28 octobre 2015

Démocratie, tais-toi !

Photo Charles Mushizi

Tu la fermes !

Avez-vous fait ce constat comme moi depuis quelque temps : c’est qu’en Afrique, un chef d’État en fin mandat devient très mordant. Il tue facilement. Il remplit les prisons. Il bâillonne la démocratie.

Par contre au début de leur mandat, les chefs d’État africains sont plutôt très gentils avec la population. Ils tolèrent les critiques, les médias, l’opposition, les droits de l’homme. La police et les services de sécurité sont moins visibles dans la rue et aux meetings de l’opposition. Bref, le pays est fréquentable, bonjour la démocratie !

Mais une fois que le 2e mandat est à une année de se terminer comme en RDC, au Congo-Brazzaville, au Rwanda, etc., subitement les chefs d’État ne badinent plus. Ils sortent les chars et les canons à eau. Les arrestations d’opposants se multiplient; ils inventent des référendums. On ne tolère plus de son de cloche contraire sur les médias. Les seules marches pacifiques autorisées sont celles du parti au pouvoir. Tais-toi la démocratie !

Ils veulent modifier la Constitution, mais la rue refuse. C’est la même rue qui les avait applaudis au début du mandat. Ils s’imposent et réalisent 92 % de oui à un référendum alors que presque personne n’est allé voter. C’est ça l’Afrique !

Comment expliquer qu’au début du 2e mandat c’était calme à Kinshasa, à Brazzaville, à Kigali et à Bujumbura ? Pourquoi les tensions surviennent toujours à la fin du mandat ? C’est parce qu’en démocratie le fauteuil présidentiel est fait pour l’alternance.

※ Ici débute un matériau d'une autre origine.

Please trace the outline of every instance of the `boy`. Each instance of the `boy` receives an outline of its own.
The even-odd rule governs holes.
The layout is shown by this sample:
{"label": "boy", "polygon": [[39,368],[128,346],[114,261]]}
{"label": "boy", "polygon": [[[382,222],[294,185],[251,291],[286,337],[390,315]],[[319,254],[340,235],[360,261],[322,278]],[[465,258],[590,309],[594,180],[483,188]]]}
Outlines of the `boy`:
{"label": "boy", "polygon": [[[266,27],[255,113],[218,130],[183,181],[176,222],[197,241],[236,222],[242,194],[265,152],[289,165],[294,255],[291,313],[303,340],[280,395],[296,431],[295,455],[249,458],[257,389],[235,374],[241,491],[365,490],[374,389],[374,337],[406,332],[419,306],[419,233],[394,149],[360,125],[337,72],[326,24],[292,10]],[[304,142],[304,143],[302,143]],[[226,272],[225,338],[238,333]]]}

Que vous ayez bien ou mal travaillé, vous devez laisser la place à quelqu’un d’autre. C’est ce que les présidents ne veulent pas comprendre. Raison pour laquelle beaucoup finissent mal, comme Compaoré, comme Gbagbo… Eux, ils confondaient le pouvoir politique avec le pouvoir coutumier qui est à vie.

Parlons un peu de la rue. Si nos pays étaient aussi démocratiques comme la rue, l’Afrique serait calme aujourd’hui. Puissent nos hommes politiques tirer une leçon de la rue.

La rue est toujours transparente, démocratique et crédible. Elle reçoit tout le monde: piétons, motos, vélos, voitures, camions… Elle ne rejette personne. Au Congo-Brazzaville, la rue a dit non au référendum, mais c’est la Céni qui l’a emporté. En RDC, les rues de Goma exigent le calendrier électoral, mais à Kinshasa ce n’est pas encore la priorité. De toutes les façons, peu importe vos résultats du référendum, la rue avait déjà voté.

La démocratie de la rue est formidable : quand l’opposition se fâche, elle va dans la rue, quand le pouvoir se fâche aussi il va dans la rue, à la seule différence que le pouvoir y va avec des chars.

Tais-toi démocratie.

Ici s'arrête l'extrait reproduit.